This repository contains sample training code and submissions for the 2024 HDR Anomaly Challenge: Hybrid Butterfly Detection. It is designed to give participants a reference for both working on the challenge, and also the expected publication of their submissions following the challenge (i.e., how to open-source your submission).
For your repository, you will want to complete the structure information below and add other files (e.g., training code):
submission
<model weights>
model.py
requirements.txt
We also recommend that you include a CITATION.cff for your work.

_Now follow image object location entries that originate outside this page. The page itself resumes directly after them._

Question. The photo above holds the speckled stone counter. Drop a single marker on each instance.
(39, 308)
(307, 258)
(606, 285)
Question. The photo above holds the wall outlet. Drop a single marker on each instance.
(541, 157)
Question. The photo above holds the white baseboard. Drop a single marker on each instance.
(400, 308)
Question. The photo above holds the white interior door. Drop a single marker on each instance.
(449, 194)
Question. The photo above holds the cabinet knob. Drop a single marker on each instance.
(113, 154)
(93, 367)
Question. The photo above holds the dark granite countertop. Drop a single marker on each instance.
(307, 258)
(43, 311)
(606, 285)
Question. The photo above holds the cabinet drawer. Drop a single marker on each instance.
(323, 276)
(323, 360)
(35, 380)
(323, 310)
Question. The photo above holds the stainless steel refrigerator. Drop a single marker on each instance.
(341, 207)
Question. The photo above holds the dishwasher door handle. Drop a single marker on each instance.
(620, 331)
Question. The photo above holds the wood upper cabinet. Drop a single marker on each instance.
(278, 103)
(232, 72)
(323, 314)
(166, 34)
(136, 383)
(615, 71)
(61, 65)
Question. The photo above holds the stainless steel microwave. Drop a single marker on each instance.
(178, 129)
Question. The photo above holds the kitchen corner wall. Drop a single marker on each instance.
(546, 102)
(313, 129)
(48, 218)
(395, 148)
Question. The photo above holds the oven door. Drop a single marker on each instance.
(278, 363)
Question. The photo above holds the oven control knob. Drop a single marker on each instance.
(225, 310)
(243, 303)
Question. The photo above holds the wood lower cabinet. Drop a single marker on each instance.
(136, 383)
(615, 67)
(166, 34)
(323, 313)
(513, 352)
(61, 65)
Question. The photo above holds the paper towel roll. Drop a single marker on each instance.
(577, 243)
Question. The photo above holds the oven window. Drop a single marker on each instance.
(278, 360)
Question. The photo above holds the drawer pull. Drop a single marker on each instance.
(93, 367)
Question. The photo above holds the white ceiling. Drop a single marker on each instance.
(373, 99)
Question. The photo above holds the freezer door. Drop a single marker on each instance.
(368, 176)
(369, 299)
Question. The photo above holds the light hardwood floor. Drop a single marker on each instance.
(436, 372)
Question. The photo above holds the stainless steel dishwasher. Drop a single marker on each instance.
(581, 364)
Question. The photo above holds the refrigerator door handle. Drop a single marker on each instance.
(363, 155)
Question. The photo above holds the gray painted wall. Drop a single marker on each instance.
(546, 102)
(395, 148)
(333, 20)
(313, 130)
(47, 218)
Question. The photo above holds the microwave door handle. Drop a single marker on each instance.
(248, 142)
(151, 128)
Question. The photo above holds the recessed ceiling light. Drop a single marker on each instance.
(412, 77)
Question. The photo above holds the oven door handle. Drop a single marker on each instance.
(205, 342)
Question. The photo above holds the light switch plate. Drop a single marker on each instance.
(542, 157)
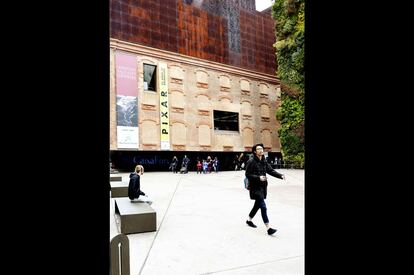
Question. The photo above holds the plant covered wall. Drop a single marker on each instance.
(290, 52)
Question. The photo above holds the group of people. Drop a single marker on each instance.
(256, 169)
(206, 166)
(184, 165)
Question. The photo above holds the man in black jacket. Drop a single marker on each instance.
(134, 188)
(256, 170)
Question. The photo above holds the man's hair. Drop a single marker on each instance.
(254, 147)
(139, 169)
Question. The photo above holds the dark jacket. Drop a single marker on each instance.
(134, 187)
(254, 169)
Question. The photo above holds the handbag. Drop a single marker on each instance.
(246, 183)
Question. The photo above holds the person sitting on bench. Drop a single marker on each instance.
(134, 188)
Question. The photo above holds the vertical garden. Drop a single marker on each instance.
(290, 52)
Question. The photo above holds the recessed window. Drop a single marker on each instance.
(226, 121)
(150, 76)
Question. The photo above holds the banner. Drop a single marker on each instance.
(164, 119)
(126, 100)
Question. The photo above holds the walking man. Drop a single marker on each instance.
(256, 169)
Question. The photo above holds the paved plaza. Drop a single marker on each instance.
(201, 225)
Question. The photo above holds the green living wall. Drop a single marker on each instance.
(290, 41)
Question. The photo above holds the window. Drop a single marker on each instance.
(150, 76)
(226, 121)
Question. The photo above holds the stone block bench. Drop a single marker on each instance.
(119, 189)
(135, 217)
(115, 178)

Note: If you have requirements not included in the whitelist, please check the issues on the challenge GitHub to see if someone else has requested it before making your own issue.

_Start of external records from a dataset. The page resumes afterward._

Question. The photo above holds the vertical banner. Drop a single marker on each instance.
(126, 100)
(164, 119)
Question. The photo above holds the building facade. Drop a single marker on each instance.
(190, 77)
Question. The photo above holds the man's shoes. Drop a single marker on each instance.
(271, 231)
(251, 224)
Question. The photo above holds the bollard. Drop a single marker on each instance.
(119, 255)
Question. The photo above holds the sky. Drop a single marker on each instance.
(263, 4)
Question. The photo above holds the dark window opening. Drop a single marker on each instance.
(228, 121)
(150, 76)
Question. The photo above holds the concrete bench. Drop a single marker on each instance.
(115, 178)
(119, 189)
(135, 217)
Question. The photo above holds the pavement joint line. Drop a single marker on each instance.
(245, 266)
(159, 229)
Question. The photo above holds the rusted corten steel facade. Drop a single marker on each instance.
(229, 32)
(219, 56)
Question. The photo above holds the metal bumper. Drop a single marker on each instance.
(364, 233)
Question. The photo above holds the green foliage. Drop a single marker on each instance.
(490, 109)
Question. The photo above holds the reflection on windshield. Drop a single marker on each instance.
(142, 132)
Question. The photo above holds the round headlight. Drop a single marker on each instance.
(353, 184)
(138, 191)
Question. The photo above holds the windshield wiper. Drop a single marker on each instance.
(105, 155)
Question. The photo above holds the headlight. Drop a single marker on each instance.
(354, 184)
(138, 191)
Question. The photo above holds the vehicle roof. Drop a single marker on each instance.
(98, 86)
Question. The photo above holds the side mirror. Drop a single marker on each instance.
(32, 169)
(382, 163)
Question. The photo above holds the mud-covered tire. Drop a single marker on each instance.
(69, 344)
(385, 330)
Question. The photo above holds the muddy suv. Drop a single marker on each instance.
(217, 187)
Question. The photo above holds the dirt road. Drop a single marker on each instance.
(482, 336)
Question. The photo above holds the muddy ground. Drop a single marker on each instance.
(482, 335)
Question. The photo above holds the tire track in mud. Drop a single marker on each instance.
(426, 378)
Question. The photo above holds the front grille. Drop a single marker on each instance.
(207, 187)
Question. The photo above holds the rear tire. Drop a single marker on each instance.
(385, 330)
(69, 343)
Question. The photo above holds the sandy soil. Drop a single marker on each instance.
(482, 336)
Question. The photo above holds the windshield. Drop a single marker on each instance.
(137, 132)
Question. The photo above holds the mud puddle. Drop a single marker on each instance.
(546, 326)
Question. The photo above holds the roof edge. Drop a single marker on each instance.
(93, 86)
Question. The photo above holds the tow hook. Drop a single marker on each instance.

HDR-anomaly-challenge-sample
│
├── BioCLIP_code_submission
│ ├── clf.pkl
│ ├── metadata
│ ├── model.py
│ └── requirements.txt
│
├── BioCLIP_train
│ ├── classifier.py
│ ├── data_utils.py
│ ├── dataset.py
│ ├── evaluation.py
│ ├── model_utils.py
│ └── training.py
│
├── DINO_SGD_code_submission
│ ├── clf.pkl
│ ├── metadata
│ ├── model.py
│ └── requirements.txt
│
└── DINO_train
├── classifier.py
├── data_utils.py
├── dataset.py
├── evaluation.py
├── model_utils.py
└── training.py
List any sources used in developing your model (e.g., baseline model that was fine-tuned).